Invasive plant species generally have more biomass than native species, particularly under adequate water conditions [53]. When the amount of favorable resources increases, invasive plants may be able to obtain resources more rapidly than native plants. Therefore, resource availability plays an important role in colonization by invasive plants [54]. Our results are consistent with those of previous studies. Goergen and Daehler (2001) found that native plants are less sensitive to drought than their invasive counterparts [55]. A potential reason for this is that invasive species may be more plastic than noninvasive species [16,55,56]. This would mean that invasive species have competitive advantages under conditions with high water availability.
Native and invasive plants are negatively affected by water loss, and invasives are more strongly affected than natives. This supports the theory that extreme water scarcity may hinder invasion because invasive species respond more strongly to favorable and adverse climatic conditions than native species [57]. However, our results showed that the effects of water treatment on the number of leaves varied with plant origin. When water availability was limited, the reduction in the number of leaves of invasive plants was lower than that of native species, indicating that invasive plants were more responsive to water restriction than native plants.
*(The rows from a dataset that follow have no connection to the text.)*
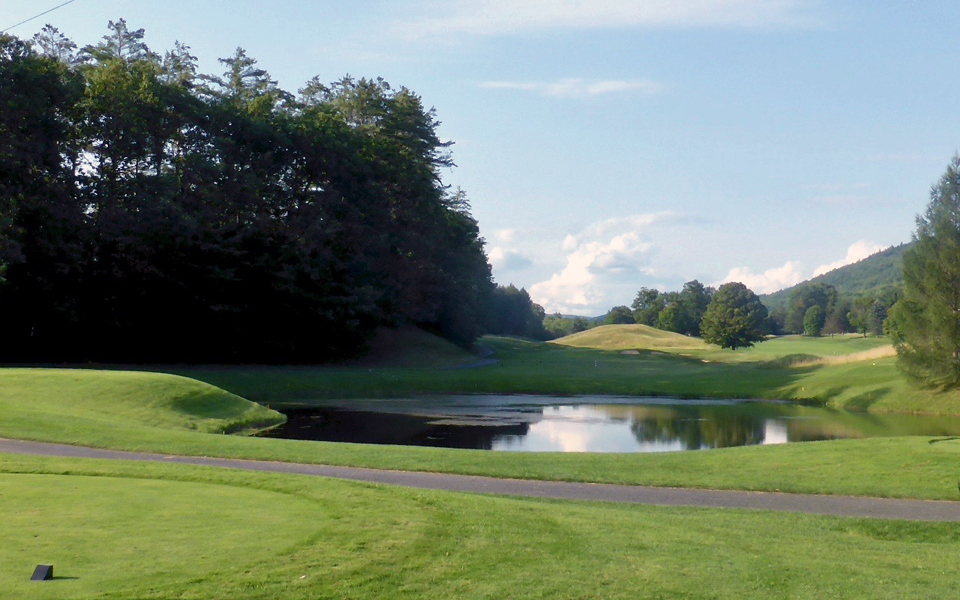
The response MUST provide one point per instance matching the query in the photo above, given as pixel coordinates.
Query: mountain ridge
(876, 271)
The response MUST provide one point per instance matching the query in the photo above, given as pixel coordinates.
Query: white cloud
(605, 261)
(792, 272)
(903, 158)
(857, 251)
(771, 280)
(579, 88)
(508, 260)
(499, 17)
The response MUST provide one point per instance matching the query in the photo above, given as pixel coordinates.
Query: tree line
(818, 309)
(149, 212)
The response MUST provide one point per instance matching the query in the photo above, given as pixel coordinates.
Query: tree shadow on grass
(864, 401)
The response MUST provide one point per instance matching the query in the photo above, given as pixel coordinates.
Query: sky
(609, 145)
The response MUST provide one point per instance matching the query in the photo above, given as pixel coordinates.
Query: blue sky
(607, 145)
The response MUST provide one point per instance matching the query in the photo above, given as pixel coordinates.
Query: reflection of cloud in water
(774, 432)
(554, 435)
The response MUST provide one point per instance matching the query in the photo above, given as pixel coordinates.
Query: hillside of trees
(149, 212)
(869, 276)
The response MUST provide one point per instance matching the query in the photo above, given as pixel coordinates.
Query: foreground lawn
(173, 415)
(124, 530)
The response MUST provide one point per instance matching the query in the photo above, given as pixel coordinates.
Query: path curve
(843, 506)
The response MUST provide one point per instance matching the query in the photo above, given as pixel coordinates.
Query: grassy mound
(80, 404)
(631, 337)
(411, 347)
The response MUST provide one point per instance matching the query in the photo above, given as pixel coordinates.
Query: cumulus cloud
(606, 260)
(506, 17)
(857, 251)
(793, 272)
(771, 280)
(508, 260)
(579, 88)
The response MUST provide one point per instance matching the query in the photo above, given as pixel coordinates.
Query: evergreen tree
(925, 323)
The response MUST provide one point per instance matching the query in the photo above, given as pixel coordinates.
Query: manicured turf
(909, 467)
(765, 371)
(164, 531)
(82, 404)
(631, 337)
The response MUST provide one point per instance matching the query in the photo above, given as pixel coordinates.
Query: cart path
(843, 506)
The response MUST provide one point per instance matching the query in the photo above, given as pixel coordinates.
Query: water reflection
(618, 425)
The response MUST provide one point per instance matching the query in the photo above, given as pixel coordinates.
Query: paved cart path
(844, 506)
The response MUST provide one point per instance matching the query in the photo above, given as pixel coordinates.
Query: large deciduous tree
(925, 322)
(735, 317)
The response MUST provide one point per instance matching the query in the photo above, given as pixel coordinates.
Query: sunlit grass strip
(175, 531)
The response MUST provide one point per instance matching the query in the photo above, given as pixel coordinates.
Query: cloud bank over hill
(793, 272)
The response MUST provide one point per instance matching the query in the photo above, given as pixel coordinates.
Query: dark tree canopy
(149, 212)
(814, 320)
(619, 315)
(735, 318)
(805, 297)
(512, 312)
(925, 323)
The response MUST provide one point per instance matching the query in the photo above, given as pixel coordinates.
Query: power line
(37, 16)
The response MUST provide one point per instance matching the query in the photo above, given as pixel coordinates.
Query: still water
(592, 423)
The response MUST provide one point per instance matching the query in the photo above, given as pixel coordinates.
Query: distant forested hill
(876, 271)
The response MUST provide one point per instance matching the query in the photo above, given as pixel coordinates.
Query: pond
(591, 423)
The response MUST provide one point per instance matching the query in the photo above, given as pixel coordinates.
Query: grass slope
(124, 530)
(409, 346)
(79, 404)
(630, 337)
(777, 369)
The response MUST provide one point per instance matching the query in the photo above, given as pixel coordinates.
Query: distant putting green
(137, 531)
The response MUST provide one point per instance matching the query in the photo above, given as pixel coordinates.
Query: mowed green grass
(125, 530)
(77, 405)
(631, 337)
(767, 371)
(133, 411)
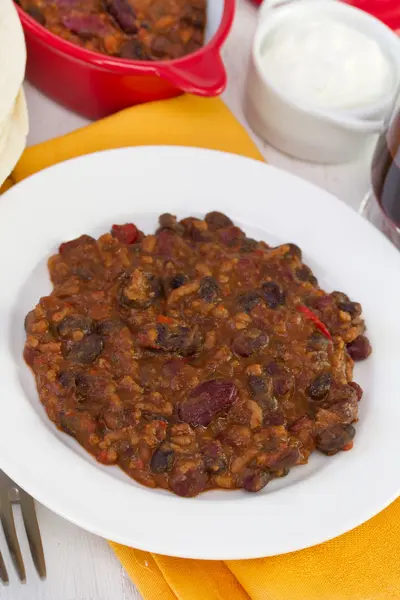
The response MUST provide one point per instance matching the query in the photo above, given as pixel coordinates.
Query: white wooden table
(80, 565)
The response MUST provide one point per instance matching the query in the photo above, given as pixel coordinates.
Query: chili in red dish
(195, 358)
(133, 29)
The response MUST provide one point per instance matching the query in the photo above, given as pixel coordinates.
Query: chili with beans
(133, 29)
(189, 358)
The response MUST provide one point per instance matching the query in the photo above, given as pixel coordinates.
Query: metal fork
(11, 493)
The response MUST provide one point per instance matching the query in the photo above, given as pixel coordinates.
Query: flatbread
(13, 140)
(12, 57)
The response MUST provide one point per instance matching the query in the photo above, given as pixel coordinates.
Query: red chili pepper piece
(313, 317)
(164, 319)
(126, 234)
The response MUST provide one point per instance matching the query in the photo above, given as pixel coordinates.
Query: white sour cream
(326, 63)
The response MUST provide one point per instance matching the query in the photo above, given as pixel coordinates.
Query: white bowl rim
(266, 25)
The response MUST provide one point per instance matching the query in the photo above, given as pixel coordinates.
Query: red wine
(386, 172)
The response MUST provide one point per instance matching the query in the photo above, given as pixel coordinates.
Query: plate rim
(196, 152)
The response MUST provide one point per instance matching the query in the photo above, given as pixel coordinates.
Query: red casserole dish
(96, 85)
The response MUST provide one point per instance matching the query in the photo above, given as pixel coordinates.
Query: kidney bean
(162, 460)
(248, 245)
(123, 13)
(86, 351)
(335, 438)
(214, 457)
(140, 290)
(206, 401)
(168, 221)
(360, 348)
(248, 301)
(248, 342)
(257, 385)
(288, 458)
(209, 289)
(67, 379)
(293, 251)
(305, 274)
(30, 319)
(74, 323)
(188, 481)
(255, 481)
(320, 387)
(109, 327)
(273, 295)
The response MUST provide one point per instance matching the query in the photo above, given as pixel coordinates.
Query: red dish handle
(203, 75)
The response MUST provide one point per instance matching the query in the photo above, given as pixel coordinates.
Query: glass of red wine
(383, 203)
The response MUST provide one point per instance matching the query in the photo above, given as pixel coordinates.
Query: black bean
(304, 273)
(248, 301)
(179, 339)
(36, 13)
(109, 327)
(123, 13)
(133, 49)
(353, 308)
(248, 342)
(67, 379)
(170, 223)
(209, 289)
(293, 252)
(320, 387)
(317, 342)
(273, 295)
(86, 351)
(360, 348)
(335, 438)
(248, 245)
(206, 401)
(162, 460)
(85, 26)
(217, 220)
(254, 482)
(178, 280)
(72, 323)
(257, 385)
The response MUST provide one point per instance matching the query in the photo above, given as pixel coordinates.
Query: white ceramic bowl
(305, 131)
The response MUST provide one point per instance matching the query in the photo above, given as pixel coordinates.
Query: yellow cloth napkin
(363, 564)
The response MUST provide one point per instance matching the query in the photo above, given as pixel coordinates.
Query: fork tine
(3, 570)
(7, 521)
(32, 531)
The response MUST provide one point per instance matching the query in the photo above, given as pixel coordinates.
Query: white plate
(315, 502)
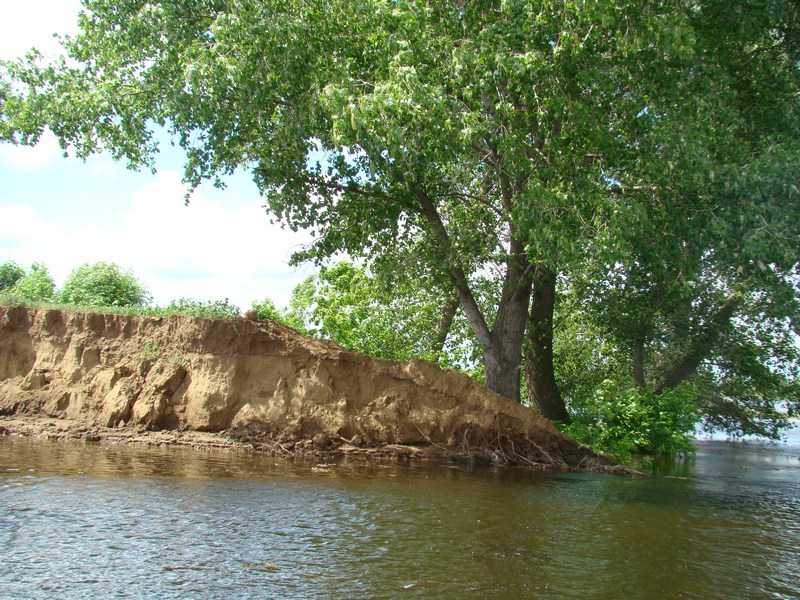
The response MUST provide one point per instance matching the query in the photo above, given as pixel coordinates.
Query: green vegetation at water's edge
(103, 287)
(593, 206)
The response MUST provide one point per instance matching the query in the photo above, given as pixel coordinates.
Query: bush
(10, 273)
(103, 284)
(211, 309)
(267, 310)
(35, 286)
(621, 419)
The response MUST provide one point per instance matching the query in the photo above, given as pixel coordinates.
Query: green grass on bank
(183, 308)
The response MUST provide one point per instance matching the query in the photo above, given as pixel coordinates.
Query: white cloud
(32, 24)
(26, 25)
(210, 249)
(26, 158)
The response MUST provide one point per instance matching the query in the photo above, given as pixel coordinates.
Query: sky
(64, 212)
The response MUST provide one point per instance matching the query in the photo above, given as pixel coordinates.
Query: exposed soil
(255, 385)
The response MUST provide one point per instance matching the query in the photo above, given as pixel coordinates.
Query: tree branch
(700, 347)
(468, 304)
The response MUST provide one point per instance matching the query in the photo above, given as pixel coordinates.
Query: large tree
(489, 130)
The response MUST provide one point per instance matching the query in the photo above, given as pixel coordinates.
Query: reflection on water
(87, 521)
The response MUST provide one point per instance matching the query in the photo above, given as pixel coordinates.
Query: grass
(201, 310)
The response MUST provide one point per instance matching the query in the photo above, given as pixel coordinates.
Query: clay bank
(254, 385)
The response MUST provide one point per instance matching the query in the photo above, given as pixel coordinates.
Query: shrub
(103, 284)
(35, 286)
(205, 309)
(267, 310)
(10, 273)
(621, 419)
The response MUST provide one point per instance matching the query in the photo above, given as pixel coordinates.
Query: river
(90, 521)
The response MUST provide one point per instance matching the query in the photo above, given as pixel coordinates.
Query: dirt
(256, 385)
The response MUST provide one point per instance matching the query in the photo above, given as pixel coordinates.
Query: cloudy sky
(65, 212)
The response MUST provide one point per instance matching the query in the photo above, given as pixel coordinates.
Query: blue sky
(65, 212)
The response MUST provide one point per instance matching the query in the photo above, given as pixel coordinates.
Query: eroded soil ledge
(253, 385)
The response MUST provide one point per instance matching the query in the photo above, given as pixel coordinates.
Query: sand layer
(255, 385)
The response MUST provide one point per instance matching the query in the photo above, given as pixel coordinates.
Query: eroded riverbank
(254, 385)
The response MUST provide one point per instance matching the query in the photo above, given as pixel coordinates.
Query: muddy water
(84, 521)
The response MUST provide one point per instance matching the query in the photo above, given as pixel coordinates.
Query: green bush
(10, 273)
(210, 309)
(266, 310)
(35, 286)
(103, 284)
(621, 419)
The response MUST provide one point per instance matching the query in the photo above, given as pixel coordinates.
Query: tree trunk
(539, 370)
(637, 357)
(700, 347)
(445, 323)
(502, 344)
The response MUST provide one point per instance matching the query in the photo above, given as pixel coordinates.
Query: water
(88, 521)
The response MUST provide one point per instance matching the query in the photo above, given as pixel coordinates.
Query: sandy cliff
(257, 382)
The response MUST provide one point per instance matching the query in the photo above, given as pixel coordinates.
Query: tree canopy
(640, 155)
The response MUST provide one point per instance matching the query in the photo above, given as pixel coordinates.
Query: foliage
(10, 273)
(267, 311)
(35, 286)
(347, 304)
(204, 309)
(621, 419)
(645, 153)
(103, 284)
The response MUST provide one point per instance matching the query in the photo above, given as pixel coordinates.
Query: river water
(89, 521)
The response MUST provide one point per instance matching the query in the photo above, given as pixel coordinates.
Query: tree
(103, 284)
(490, 133)
(363, 312)
(35, 286)
(10, 273)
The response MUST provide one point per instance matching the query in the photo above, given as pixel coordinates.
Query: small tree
(203, 309)
(10, 273)
(35, 286)
(103, 284)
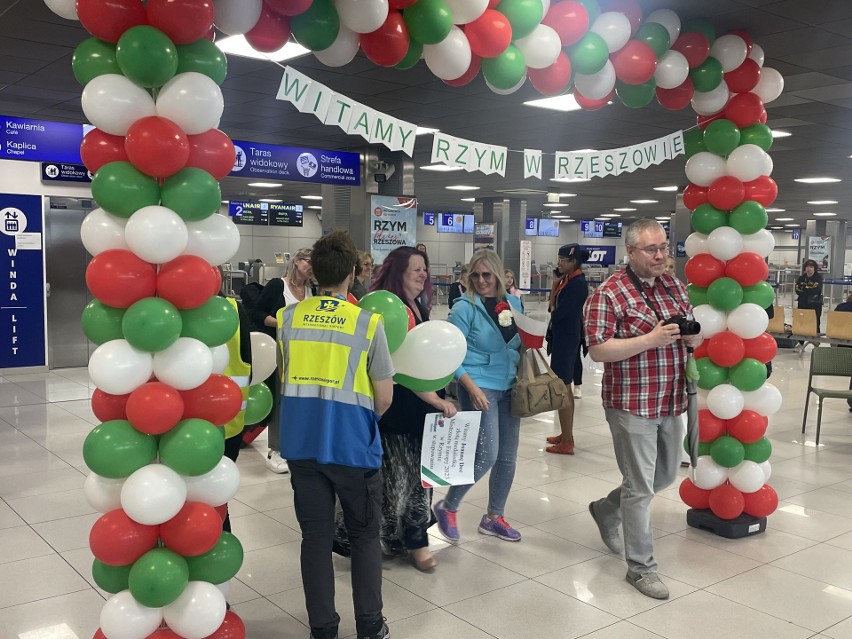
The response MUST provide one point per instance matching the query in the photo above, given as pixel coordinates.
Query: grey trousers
(648, 455)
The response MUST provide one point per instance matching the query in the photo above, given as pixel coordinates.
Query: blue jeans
(497, 446)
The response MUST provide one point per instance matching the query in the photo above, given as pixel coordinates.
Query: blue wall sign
(22, 297)
(256, 160)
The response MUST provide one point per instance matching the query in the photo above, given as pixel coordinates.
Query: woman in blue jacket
(486, 376)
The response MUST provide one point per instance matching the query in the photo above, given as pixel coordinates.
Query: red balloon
(744, 78)
(271, 31)
(554, 79)
(154, 408)
(193, 531)
(99, 148)
(108, 407)
(694, 196)
(184, 22)
(744, 109)
(763, 348)
(569, 19)
(702, 269)
(762, 190)
(218, 400)
(726, 502)
(387, 45)
(186, 281)
(762, 502)
(693, 496)
(634, 63)
(118, 278)
(489, 35)
(747, 269)
(726, 192)
(156, 146)
(117, 540)
(108, 19)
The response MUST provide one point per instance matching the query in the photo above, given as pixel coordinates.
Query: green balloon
(589, 55)
(748, 375)
(721, 137)
(317, 28)
(758, 134)
(749, 217)
(523, 15)
(152, 324)
(709, 374)
(707, 75)
(158, 577)
(505, 70)
(146, 56)
(102, 323)
(428, 21)
(204, 57)
(394, 315)
(727, 451)
(220, 563)
(259, 403)
(193, 447)
(116, 450)
(655, 36)
(725, 294)
(92, 58)
(706, 218)
(192, 193)
(121, 189)
(110, 578)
However, the consistent phenotypic plasticity index observed between the invasive and native plants indicates that the leaf number did not follow the phenotypic plasticity hypothesis in our experiment. This finding may be explained by interspecific variation. Studies with greater numbers of invasive and native plants are needed to confirm whether the phenotypic plasticity hypothesis is applicable in the context of changing water levels.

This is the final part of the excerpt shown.